Bloomberg Law
Feb. 22, 2023, 12:00 PM

EPA Enforcement Budget Even Lower Than Under Trump, Group Says

Stephen Lee
Stephen Lee
Reporter

Adjusting for inflation, the budget for the EPA’s main enforcement and compliance programs hit an 11-year low in fiscal 2022, sinking below levels set during the Trump era, according to a new independent analysis.

Those cuts are a key reason the Environmental Protection Agency’s performance in cracking down on violators is at its weakest in decades across various measures, according to the Environmental Data and Governance Initiative, an environmental watchdog group.

“You’ve heard a lot that they’re working on enforcement, they’re going to beef up enforcement, they’re going to return the EPA to becoming a really effective overseer of polluters,” said Christopher Sellers, an environmental history professor at Stony Brook University and one of the report’s co-authors. “That’s not what the numbers say.”

In fiscal 2022, civil case initiations were at their third-lowest level since 1982 and civil case conclusions were the second lowest on record, the report found.

The EPA enforcement office’s staffing was also down 0.6% since the Biden administration began in early 2020, EDGI said, drawing on data gleaned from a Freedom of Information Act request.

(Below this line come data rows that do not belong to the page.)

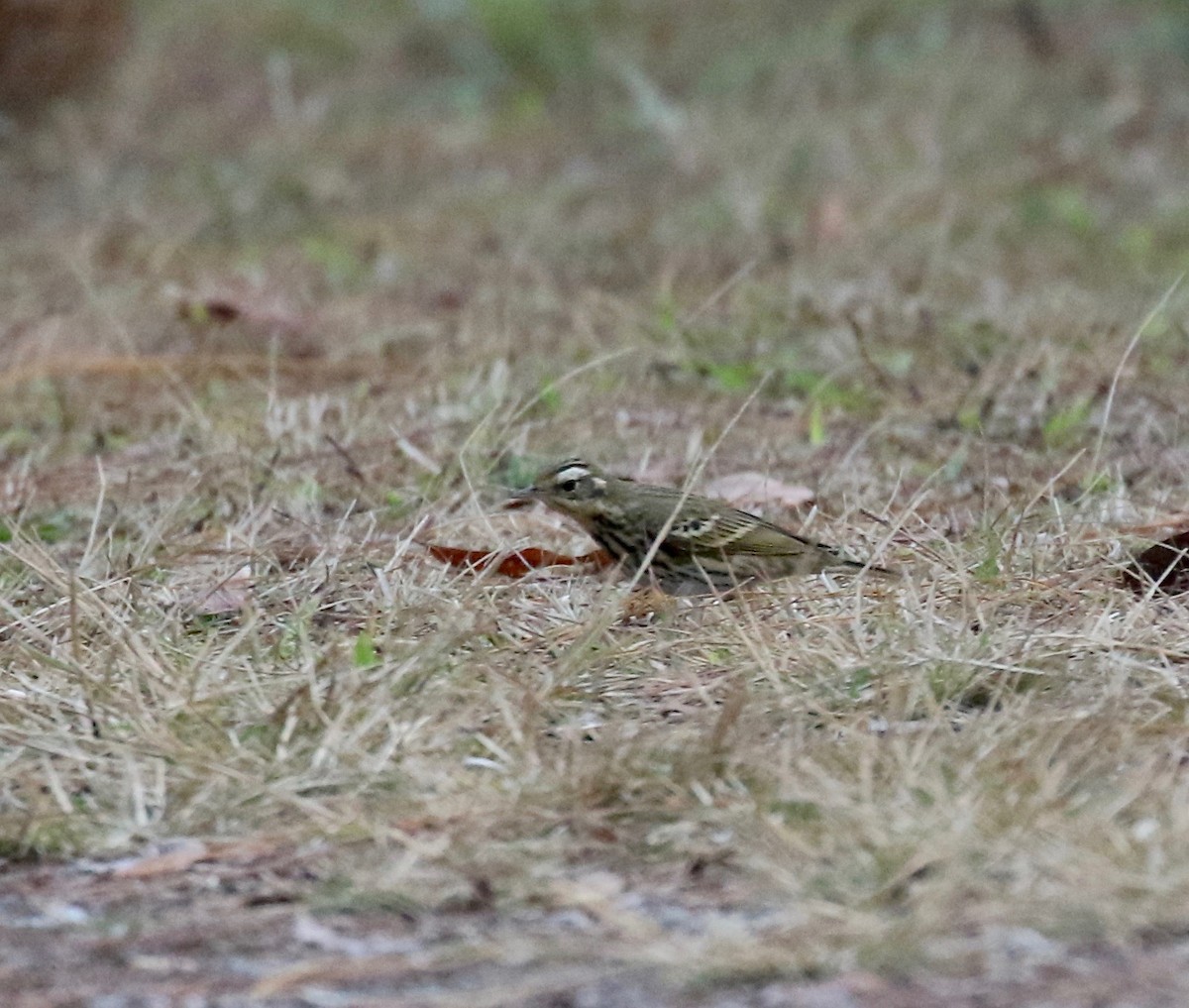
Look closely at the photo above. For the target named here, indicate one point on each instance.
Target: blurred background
(404, 189)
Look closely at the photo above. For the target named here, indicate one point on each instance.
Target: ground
(290, 292)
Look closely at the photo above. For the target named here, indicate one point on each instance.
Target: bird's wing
(736, 531)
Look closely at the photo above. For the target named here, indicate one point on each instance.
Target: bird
(703, 546)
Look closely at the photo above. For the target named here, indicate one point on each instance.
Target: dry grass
(951, 279)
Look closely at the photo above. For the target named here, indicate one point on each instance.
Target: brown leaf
(178, 857)
(1164, 565)
(225, 598)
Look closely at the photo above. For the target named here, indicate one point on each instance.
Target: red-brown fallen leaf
(1164, 565)
(514, 564)
(756, 491)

David Uhlmann, the Biden administration’s pick to lead EPA’s Office of Enforcement and Compliance Assurance, confirmed recently that a lack of money has hit the department hard.

“A strong enforcement and compliance program that is staffed and equipped to tackle 21st century environmental problems requires far more resources than EPA has had recently,” Uhlmann said Feb. 16 at an American Legal Institute conference.

He also said the EPA’s enforcement program has taken “a bigger hit than any other segment of the agency,” having lost nearly 30% of its workforce since 2011.

EPA enforcement took a sharp dip under President Donald Trump, reaching record lows in inspections, civil cases concluded, and civil cases referred for prosecution, according to the Environmental Integrity Project.

Recovery Beginning

The EPA’s enforcement performance has started to recover in some areas, the EDGI report found.

For example, the agency’s criminal fines in fiscal 2022 were 84% of its historical average, and the number of inspections has crept back up to its historic range between 1994 and 2016.

But even those numbers “stand out not because they are so historically high but because they are not exceptionally low,” the report concluded.

The EPA’s growing reliance on off-site monitoring, which accelerated during the coronavirus pandemic, may have also distorted the bounceback in inspections. Off-site monitoring involves data collection and oversight, whereas on-site monitoring means visits to facilities to do things like interview people, observe practices, and collect samples.

An influx of $100 million in new funding from the fiscal 2023 omnibus spending bill and the climate law is already enabling the EPA to start hiring new inspectors and attorneys, Uhlmann said.

“Although it may take time to see results from this rebuilding effort, EPA expects to make progress toward achieving its past levels of enforcement,” he said.

Sellers praised the legally binding order the EPA issued against Norfolk Southern Corp. on Tuesday, which requires the company to pay for cleanup costs resulting from its train derailment in East Palestine, Ohio.

“It’s a good sign that they’re becoming more aggressive in cases like this, high-profile cases,” he said. “The problem, though, is all the lower profile cases. That’s where the declining numbers really are borne out by EPA’s own data. The big question is whether they can get all the cases that don’t get media coverage.”

The EDGI report compared fiscal 2022 performance against averages, medians, and ranges predating the Trump era.